A February 22 Barron's article repeated allegations made last September by Hedgeye analyst Kevin Kaiser that Kinder Morgan entities are skimping on maintenance in order to facilitate distributions. The subsequent drop in KMP and KMI unit prices seems to be related to this. In an article dated September 19, 2013, I concluded there is not sufficient evidence to either confirm or disprove this allegation.

As I see it, the two major issues around maintenance capital expenditures are: 1) whether enough is being spent on maintenance; and 2) whether amounts classified expansion capital should really have been classified as maintenance capital expenditure.

On point 1, more disclosure is needed because a portion of amounts spent on maintenance is expensed and buried within operating expenses. Only the portion that is capitalized is clearly disclosed. True, whether a maintenance expense is capitalized or expensed, it is deducted in deriving DCF. But unless we know the total amount spent on maintenance (expensed plus capitalized), we cannot even begin to assess whether the amount spent is adequate. MLPs including KMP do not provide this information (even if they did, the task would not be easy).

On point 2, correct classification can have a huge impact on DCF and on coverage ratios. The problem is that there does not appear to be a reliable, consistent and standard method of determining into which bucket (expansion vs. sustaining) a capital investment should be placed. I don't see a way of finding out if management inappropriately allocated more than it should have to the expansion bucket, and is thus overstating an MLP's DCF and its DCF coverage ratio.

KMP's Adjusted EBDA per unit grew 7% in 2013 and it is investing substantial amounts in capital expansion programs (the 2014 budget of ~$3.6 billion includes small acquisitions and investment contributions, but excludes asset acquisitions from KMI). KMP increased its quarterly distribution to $1.36 per unit (from $1.35 in 3Q13 and from $1.29 in 4Q12).

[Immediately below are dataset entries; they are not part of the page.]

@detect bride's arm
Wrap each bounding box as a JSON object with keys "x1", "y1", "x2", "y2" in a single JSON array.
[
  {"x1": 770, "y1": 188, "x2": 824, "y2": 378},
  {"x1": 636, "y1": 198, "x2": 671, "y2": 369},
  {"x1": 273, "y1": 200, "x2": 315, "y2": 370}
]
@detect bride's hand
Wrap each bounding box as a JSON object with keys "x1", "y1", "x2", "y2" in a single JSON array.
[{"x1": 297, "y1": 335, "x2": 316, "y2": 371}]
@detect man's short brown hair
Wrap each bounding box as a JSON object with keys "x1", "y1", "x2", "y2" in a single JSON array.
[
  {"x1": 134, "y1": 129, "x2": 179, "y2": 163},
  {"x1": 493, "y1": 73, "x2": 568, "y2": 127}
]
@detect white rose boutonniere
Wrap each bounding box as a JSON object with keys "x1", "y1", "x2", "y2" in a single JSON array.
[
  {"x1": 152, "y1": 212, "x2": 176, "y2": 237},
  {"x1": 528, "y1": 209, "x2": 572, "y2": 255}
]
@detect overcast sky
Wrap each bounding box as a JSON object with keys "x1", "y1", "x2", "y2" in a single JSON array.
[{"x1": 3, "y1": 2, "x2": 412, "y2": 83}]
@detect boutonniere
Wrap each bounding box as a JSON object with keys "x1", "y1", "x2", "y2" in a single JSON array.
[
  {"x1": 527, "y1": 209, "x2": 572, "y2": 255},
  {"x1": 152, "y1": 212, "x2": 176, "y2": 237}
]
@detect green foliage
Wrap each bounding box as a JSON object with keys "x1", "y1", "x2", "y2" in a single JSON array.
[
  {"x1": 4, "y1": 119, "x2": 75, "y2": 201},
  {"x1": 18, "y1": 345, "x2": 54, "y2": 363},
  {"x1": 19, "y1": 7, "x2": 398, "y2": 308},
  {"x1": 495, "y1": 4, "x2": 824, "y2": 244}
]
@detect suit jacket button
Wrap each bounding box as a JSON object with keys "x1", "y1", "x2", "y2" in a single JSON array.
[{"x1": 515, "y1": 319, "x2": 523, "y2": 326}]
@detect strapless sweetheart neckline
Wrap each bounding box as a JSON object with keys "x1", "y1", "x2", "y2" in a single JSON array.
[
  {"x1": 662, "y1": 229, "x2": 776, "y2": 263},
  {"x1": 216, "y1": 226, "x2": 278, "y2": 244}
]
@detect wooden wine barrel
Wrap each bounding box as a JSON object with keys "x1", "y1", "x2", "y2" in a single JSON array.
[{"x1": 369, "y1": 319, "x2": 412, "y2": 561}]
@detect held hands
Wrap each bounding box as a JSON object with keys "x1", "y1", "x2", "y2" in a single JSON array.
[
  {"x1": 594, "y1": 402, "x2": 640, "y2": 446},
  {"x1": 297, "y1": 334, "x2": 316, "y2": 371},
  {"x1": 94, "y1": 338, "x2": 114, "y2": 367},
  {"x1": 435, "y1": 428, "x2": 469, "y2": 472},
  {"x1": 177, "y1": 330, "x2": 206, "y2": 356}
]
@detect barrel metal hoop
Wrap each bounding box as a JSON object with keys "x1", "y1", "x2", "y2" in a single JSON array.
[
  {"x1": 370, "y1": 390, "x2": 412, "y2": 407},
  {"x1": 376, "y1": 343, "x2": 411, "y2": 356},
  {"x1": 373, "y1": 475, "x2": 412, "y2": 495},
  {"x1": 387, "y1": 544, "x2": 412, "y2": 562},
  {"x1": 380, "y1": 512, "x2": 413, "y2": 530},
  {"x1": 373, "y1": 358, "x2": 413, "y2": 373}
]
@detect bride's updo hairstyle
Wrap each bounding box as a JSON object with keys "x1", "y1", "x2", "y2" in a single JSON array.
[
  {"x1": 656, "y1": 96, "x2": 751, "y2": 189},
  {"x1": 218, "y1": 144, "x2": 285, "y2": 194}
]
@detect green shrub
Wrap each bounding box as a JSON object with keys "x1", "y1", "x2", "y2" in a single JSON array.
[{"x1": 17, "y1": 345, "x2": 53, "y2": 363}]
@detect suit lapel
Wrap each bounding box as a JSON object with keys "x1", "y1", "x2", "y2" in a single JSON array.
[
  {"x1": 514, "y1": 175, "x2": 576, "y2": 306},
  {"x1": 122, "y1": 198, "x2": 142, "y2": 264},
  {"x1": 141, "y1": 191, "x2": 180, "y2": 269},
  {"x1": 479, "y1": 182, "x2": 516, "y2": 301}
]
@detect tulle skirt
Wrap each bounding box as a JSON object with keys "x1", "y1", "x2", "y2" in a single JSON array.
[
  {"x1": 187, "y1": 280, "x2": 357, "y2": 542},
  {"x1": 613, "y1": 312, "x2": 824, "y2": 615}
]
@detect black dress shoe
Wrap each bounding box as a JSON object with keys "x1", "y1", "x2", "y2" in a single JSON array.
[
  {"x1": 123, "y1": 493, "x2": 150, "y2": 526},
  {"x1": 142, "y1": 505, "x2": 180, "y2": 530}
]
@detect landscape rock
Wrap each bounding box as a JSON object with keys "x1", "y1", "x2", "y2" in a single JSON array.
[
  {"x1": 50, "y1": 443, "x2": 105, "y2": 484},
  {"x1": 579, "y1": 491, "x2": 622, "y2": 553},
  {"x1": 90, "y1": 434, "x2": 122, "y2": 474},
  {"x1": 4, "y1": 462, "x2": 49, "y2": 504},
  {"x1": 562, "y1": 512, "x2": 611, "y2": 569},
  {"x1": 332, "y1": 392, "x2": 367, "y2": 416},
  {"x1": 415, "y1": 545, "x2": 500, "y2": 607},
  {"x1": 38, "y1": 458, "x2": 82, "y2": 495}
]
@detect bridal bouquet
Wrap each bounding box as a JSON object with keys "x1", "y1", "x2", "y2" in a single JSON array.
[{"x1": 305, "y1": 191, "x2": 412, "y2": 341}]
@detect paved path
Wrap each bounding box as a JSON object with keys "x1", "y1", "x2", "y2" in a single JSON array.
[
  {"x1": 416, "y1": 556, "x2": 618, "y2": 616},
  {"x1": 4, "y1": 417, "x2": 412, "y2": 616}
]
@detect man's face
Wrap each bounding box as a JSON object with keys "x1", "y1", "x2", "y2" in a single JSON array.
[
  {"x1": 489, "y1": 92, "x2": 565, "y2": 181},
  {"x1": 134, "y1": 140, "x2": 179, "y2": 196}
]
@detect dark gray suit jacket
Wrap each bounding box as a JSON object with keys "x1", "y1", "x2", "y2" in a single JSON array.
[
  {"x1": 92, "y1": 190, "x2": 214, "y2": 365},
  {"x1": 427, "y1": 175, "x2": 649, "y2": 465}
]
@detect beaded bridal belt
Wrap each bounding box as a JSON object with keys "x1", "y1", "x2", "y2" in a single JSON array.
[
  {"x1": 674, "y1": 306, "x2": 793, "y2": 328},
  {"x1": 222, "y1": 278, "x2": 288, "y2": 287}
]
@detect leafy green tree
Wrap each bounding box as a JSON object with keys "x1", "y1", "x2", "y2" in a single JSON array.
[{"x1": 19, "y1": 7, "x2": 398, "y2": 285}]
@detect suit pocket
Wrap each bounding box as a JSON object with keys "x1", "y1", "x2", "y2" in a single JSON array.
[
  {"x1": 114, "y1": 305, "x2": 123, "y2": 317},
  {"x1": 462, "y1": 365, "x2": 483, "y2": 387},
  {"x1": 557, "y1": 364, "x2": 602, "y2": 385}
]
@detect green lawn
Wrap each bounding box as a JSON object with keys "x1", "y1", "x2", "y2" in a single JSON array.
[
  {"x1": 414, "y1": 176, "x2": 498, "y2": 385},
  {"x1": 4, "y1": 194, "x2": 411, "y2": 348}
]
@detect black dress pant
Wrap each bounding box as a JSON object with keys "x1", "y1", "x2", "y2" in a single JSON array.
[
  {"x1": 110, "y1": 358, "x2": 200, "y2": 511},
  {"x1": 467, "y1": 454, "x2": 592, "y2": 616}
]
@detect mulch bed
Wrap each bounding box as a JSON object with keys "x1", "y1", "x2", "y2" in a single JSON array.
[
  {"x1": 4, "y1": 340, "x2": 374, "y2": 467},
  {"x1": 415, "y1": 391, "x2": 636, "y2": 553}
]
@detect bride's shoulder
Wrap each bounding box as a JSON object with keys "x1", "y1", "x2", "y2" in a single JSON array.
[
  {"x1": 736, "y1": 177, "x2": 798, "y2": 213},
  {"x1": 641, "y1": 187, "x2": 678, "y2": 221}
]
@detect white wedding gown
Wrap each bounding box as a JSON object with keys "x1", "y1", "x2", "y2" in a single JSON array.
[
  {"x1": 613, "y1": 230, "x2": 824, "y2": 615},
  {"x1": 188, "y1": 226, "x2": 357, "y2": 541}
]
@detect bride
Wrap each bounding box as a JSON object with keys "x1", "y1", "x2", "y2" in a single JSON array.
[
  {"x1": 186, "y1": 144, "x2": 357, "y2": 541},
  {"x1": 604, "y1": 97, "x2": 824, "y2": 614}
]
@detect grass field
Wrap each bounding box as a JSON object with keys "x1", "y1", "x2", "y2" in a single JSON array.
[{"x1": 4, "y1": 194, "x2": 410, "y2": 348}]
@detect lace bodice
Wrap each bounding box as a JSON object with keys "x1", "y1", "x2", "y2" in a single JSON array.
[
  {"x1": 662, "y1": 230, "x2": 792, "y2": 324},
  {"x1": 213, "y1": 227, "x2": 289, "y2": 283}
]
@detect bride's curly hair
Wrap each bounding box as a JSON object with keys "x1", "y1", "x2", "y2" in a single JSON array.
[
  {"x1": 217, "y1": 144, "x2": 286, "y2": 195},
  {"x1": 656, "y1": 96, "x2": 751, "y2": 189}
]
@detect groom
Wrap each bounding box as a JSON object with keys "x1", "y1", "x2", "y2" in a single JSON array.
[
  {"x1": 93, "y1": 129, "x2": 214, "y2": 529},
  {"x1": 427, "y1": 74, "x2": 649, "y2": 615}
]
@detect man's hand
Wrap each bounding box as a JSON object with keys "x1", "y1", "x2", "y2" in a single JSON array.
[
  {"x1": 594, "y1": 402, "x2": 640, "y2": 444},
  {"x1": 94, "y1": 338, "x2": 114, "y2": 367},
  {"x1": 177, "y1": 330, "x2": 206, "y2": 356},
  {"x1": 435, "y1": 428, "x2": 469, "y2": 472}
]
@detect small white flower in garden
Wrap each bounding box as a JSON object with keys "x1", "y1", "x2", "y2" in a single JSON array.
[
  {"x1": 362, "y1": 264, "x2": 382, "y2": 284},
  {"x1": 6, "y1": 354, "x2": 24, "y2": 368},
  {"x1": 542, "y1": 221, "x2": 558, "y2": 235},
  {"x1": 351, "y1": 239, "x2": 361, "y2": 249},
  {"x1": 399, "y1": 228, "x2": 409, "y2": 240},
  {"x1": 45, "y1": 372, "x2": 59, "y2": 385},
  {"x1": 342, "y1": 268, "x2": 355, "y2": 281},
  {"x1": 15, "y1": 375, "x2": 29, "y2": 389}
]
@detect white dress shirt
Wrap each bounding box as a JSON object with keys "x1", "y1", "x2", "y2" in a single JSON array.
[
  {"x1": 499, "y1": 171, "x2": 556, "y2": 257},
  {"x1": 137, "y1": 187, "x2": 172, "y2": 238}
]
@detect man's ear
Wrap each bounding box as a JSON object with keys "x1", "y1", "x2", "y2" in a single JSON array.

Distributions for 2013 are up ~7% over 2012 and management guidance for 2014 is for distributions totaling $5.58 per unit, up 5% from $5.33 in 2013. Long-term debt to LTM EBITDA as of 12/31/13 was a manageable 3.7x.

But the pace of growth of Adjusted EBDA per unit has slowed considerably in the third and fourth quarters of 2013 (see my preliminary review of 4Q13 results). Also, KMP's reported distribution coverage is based on cash flows that include items I do not consider sustainable and exclude outflows that would have been required but for KMR holders receiving units in lieu of cash distributions. Finally, KMP will require assistance to meet its 2014 distribution objective in the form of $133 million IDR payments that KMI will waive. KMI will also waive $139 million of IDR payments in 2015 and $116 million in 2016, thereafter decreasing by $5 million per year (the bulk of these amounts are in support of the $5.2 billion Copano acquisition that closed on May 1, 2013).

Investors seeking more rapid distribution growth and/or concerned with KMP's distribution coverage for reasons detailed in this report should look at KMI which, at ~5.1%, yields less than KMP's 7.3% but has increased its 2013 projection of distribution growth to 14% over 2012 and provides a better alignment of interests with Kinder Morgan's management.